The retreat from local highs was triggered by renewed fears that the economic slowdown would hurt fuel demand
Oil prices fell abruptly to finish nearly 5% lower on Tuesday as demand concerns reemerged after a brief pause. Brent crude peaked at one-month highs in the $103.50 area to plunge back below $100 a barrel as a result of an aggressive sell-off. On Wednesday, oil futures struggle for direction, holding below $99 a barrel ahead of the European session.
The retreat from local highs was triggered by renewed fears that the economic slowdown would hurt fuel demand globally as major central banks continue to focus on aggressive policy tightening to tame inflation. Last week, US Federal Reserve Chairman Jerome Powell reiterated a pledge to forcefully combat inflation. Meanwhile, as Germany’s inflation rate rose to a record high in August, calls for a big interest-rate hike by the ECB rose substantially.
In industry news, data from the American Petroleum Institute showed crude stocks rose by nearly 600,000 barrels last week, against estimates of a drop of around 1.5 million barrels. On the positive side, weekly gasoline inventories fell by about 3.4 million barrels, while distillate stocks declined by about 1.7 million barrels. Now, focus shifts to the EIA official report due later today. Should the figures reveal a decline in crude inventories, the release may give a short-lived lift to oil prices.

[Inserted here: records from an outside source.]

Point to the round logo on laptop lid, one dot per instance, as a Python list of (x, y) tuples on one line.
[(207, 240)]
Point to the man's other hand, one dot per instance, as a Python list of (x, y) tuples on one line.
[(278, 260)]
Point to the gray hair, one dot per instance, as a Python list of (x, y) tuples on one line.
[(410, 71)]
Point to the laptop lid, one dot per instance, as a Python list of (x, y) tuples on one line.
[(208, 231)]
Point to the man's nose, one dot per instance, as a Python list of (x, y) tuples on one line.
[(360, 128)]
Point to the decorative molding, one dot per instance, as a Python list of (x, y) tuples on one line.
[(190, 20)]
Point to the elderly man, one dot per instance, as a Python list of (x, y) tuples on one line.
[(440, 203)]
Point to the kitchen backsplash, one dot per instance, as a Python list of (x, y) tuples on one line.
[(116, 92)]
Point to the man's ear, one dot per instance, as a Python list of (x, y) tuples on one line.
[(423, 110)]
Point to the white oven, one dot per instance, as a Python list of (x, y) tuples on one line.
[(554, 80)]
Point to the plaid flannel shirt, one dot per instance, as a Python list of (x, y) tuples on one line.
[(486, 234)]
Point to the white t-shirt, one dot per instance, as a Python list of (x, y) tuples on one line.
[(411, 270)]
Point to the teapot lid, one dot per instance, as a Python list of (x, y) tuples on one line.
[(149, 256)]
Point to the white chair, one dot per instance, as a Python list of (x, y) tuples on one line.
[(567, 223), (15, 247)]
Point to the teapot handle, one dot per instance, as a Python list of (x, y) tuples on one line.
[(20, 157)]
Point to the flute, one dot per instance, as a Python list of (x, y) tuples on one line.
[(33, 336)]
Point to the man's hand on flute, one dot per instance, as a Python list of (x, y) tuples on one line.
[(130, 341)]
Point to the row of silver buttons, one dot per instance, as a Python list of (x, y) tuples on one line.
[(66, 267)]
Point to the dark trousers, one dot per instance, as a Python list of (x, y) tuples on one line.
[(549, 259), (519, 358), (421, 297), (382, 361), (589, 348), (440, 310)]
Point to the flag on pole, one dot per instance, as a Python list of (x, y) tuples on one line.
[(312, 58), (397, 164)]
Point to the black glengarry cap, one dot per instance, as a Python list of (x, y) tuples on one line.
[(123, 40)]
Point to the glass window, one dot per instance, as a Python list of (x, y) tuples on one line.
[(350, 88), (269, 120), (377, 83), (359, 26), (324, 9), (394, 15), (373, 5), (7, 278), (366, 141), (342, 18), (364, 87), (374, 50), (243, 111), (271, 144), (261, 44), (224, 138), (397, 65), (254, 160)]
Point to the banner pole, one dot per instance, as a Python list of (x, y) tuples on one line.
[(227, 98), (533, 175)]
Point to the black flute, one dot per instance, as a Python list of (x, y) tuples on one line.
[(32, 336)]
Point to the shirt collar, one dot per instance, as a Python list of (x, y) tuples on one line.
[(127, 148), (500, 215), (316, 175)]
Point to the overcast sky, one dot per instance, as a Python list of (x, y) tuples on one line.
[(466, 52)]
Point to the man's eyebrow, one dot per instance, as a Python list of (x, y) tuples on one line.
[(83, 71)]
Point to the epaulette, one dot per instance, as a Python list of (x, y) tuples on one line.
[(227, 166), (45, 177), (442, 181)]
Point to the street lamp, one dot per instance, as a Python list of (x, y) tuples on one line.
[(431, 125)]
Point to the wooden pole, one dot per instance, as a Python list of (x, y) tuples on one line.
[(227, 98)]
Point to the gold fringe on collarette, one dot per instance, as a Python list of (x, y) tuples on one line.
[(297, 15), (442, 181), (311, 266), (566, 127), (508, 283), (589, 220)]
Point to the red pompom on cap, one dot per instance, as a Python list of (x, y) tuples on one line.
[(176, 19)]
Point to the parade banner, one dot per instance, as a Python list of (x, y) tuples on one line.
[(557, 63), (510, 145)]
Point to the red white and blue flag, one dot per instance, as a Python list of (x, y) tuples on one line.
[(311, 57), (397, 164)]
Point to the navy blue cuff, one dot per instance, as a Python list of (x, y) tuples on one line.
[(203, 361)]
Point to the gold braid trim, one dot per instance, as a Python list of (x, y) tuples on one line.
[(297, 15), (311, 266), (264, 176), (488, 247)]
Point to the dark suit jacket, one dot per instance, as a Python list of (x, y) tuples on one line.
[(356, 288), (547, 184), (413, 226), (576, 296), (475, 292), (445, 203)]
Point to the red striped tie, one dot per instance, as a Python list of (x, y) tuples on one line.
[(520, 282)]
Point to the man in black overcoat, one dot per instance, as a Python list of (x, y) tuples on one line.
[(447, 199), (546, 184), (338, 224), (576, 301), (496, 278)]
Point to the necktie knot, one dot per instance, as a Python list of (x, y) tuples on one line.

Technically, the near-term picture has deteriorated after another break below the $100 psychological level that represents the immediate upside target at this stage. On the downside, Brent crude needs to hold above $96 a barrel in order to avoid a deeper sell-off in the coming days. In the near-term, Iran’s potential reemergence on the market is likely to be a drag on prices along with hawkish central banks.